鑑定による魔力無限
「聞いてくれ読者諸君、ここには世界を自分の物にしてしまおうという魔王見たいな存在が多すぎる。」
白い翼に天使の輪、それに不釣り合いな万能セラミック製の白い長袖のシャツに、上から石油製品の赤いダウンジャケットを羽織り、革のベルトに、綿のジーパンを着こなした、時代の異なる衣服を着こなした少年がいた。
「すまない、自己紹介がまだだったな、僕はエノク、モーゼの友人、古代エジプトの宮廷魔術師、異世界転移者、過去改変者兼天使のごく一般人間だ。今は賢者を自称している。」
赤いダウンとジーパンの天使、彼こそこの作品の主人公である預言者エノクである。
「さて、今回この作品を手にとってもらえたと言うことは、君も魔王見たいな奴に困っていると言うことで大丈夫だろうか?」
虚空を眺めている。
「よろしい、ではまずは無限の魔力を手に入れよう。」
彼は何処からか眼球を取り出す。炎を纏った、宝石のような眼球、それを手の上で転がしながら楽しそうに笑う。

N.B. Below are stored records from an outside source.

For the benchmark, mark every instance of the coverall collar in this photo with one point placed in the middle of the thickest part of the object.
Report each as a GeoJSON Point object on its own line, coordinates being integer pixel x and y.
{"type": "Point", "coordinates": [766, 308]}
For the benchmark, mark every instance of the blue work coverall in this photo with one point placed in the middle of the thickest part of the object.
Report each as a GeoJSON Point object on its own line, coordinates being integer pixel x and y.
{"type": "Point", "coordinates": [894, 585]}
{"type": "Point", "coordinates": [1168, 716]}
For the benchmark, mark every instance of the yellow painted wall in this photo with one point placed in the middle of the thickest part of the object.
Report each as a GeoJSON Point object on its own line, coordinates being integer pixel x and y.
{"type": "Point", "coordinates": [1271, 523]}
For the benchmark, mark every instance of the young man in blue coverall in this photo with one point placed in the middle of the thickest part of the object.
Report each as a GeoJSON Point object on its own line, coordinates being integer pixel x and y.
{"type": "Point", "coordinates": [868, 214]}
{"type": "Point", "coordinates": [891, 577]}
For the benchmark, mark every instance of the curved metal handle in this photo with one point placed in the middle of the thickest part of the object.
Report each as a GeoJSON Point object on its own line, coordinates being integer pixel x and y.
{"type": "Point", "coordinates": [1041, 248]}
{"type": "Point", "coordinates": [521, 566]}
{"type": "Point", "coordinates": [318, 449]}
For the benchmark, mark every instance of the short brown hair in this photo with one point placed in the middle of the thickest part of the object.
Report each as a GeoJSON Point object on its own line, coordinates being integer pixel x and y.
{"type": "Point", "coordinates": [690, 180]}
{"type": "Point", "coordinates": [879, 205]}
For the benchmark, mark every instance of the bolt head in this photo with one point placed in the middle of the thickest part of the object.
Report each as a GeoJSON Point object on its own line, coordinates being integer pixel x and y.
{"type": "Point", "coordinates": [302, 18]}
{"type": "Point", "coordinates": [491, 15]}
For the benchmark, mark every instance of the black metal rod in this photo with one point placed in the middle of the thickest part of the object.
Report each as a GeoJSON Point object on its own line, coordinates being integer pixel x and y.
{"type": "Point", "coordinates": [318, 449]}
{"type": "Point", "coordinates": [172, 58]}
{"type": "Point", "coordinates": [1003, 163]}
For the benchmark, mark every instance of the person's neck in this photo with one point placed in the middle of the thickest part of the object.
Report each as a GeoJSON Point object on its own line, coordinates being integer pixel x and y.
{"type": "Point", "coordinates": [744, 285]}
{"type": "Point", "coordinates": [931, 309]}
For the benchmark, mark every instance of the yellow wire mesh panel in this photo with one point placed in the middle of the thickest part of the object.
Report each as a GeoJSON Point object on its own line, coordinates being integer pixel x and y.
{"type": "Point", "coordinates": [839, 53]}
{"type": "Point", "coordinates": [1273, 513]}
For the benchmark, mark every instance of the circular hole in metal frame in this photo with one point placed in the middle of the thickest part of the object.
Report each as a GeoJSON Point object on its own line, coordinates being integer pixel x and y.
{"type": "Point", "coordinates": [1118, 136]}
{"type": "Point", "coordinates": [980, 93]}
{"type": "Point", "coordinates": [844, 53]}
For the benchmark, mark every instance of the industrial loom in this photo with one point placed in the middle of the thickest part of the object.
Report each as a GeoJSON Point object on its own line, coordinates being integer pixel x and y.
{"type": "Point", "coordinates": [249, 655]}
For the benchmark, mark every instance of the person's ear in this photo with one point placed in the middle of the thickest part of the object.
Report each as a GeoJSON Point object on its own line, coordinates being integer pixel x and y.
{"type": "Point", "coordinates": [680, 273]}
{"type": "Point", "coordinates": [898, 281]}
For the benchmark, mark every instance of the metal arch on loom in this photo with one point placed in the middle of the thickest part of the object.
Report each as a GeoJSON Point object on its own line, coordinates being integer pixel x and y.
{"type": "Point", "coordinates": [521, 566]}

「見ると言う事は最も古く、最も新しい魔術の基本だ、見た情報を共有する事、ぶれる世界を固定する科学は、現実を安定する世界規模の現実改変的大魔術と言えるだろう。」
どこぞのアブラハムの宗教関連の、十字架的聖書を取り出し、これもそうだと笑う。
「拝火教も候補の一つではあったのだがねと、別に難しい話をしたいわけじゃないんだ、見ると言うことの凄さを知ってもらいたかったんだ、これだけ言えば説得力があるだろう。」
さて、少し離れつつある読者に、どういうふうに話せば気がひけるかと頭を悩ます。
「ああ、君らは死後の世界を夢見るように、ゲーム的異世界を信仰しているんだったね、それなら魔力が無限になる方法を教えようじゃないか、無限の魔力で異世界チート何分かりやすく強くなれる話だろう。」
君らの夢見る世界はゲームから派生した物だったねと、古いゲーム機を取り出す。
「キャラクターの強さとか、道具の性能とかがわかる。これが現実でも出来たら強いだろうって言うのが鑑定、で良いのかな?」
ドット絵のキャラクターを操作しながら彼は話す。
「ステータスって言うのが良い概念だ、これを使って魂を観測してみよう。」
自分の思う魂を思い浮かべて見よう。
「まず、魂とは物理法則に影響されない情報媒体、大丈夫、スタミナ的なHPとMPが別に表示される世界観なら上手く認識出来るさ。」
色の異なるバーでお手玉をしながら笑ってそう言う。
「僕の世界の魔術は、魔力と言う物理法則が非対応な過去の異物を使って現実をぶれさせ、そこに情報を叩き込んで現実を改変すると言う原理の、異常技術の総称、そして魔力の正体も情報、これが物理法則適応前かの神秘的な作用を介した不思議のわざの正体さ。」
だいぶ話がずれているが本人は気が付いていない。
「情報をエネルギーに変える事が出来るのは科学も証明してるらしいし、物理法則の影響を受けない情報媒体一つで、熱力学第二法則は崩れ去るのである。」
高笑いを浮かべる目の前の少年いわく、ウルボロスやマクスウェルの悪魔、竜の心臓の概念など使わなずとも、自分の魂一つ操作出来れば、永久機関の実現、無限の魔力の入手は容易いらしい。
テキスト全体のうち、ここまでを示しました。